At the Thimlich Ohinga Prehistoric Site, you will see peculiar 16th century dry stone enclosures. They are similar in construction to the ruins one sees in Great Zimbabwe. Such structures are widespread in Western Kenya. Both early (Bantu) and later (Nilotic) settlers in the region constructed about 520 of such enclosures in 139 localities in the Lake Victoria region.

One thing that will strike you are the skilfully constructed walls. Built without mortar they still tower between 1.2 to 4.2 M into the sky. The walls are between 1 and 3 M thick and embrace a series of house pits and cattle enclosures.

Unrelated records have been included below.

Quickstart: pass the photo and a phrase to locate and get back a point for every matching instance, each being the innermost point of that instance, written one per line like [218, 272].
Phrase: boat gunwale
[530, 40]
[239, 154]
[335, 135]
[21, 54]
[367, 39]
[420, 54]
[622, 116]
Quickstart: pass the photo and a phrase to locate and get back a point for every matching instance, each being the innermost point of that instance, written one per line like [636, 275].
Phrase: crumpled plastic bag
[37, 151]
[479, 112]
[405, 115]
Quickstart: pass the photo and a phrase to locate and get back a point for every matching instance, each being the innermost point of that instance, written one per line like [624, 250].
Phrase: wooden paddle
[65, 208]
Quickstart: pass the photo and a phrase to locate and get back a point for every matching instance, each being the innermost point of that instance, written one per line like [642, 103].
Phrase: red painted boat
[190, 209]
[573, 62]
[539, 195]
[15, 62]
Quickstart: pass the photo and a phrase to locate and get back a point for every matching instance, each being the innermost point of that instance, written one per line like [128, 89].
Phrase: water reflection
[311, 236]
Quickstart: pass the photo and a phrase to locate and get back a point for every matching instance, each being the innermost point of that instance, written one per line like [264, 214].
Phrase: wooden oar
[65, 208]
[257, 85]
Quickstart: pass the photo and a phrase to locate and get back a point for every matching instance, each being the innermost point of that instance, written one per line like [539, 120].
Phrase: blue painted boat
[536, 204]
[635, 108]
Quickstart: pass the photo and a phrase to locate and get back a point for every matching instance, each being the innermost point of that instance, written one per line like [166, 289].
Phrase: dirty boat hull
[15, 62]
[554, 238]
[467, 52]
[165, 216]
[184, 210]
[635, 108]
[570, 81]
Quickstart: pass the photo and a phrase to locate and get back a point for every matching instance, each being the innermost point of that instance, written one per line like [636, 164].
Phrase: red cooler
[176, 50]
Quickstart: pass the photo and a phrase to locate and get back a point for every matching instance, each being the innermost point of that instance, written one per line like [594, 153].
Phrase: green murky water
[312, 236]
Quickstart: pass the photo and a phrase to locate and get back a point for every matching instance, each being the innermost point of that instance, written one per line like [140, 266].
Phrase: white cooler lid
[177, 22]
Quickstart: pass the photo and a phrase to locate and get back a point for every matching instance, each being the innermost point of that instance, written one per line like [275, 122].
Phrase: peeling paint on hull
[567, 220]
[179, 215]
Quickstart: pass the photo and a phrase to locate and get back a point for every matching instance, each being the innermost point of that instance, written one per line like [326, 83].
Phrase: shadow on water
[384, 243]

This makes the Thimlich Ohinga Prehistoric Site a rare example of early defensive Savannah architecture. The concept inspired a tradition which remains unrivalled in East Africa. The striking stone wall enclosures nestled among the trees and shrubs of a gently sloping hill, give the impression of a forest from a distance. The Euphorbia candelabrum towering above all the other trees and shrubs completes that illusion. From this vantage point, you can appreciate why the hill got its strange name, ‘Thimlich’. Thimlich in the Dholuo language means ‘frightening dense forest’.

The Site

The site includes the stone enclosures and a traditional Luo homestead. It is most likely that when researchers from the National Museums of Kenya began working here in 1980, the hill was much more forested than it is today. In addition to its scenic location, Thimlich Ohinga is famous mainly for its stone wall enclosures. The structures date back around 500 years ago. They trace back to a Late Iron Age (LIA) community that had settled in the Lake Victoria region.

The first communities to settle here, mainly of Bantu origin, introduced this stone building tradition to meet their security requirements. They also wanted to exploit environmental resources effectively. Abundant rocks on the hilly areas were a ready resource to construct complex villages or cities.

Thimlich Ohinga sits 46 KM northwest of Migori town near Macalder’s Mines in the south-western tourist circuit. It forms a perfect stopover if you are on your way to or from the nearby Ruma National Game Park, Gogo Falls or the Macalder gold mines.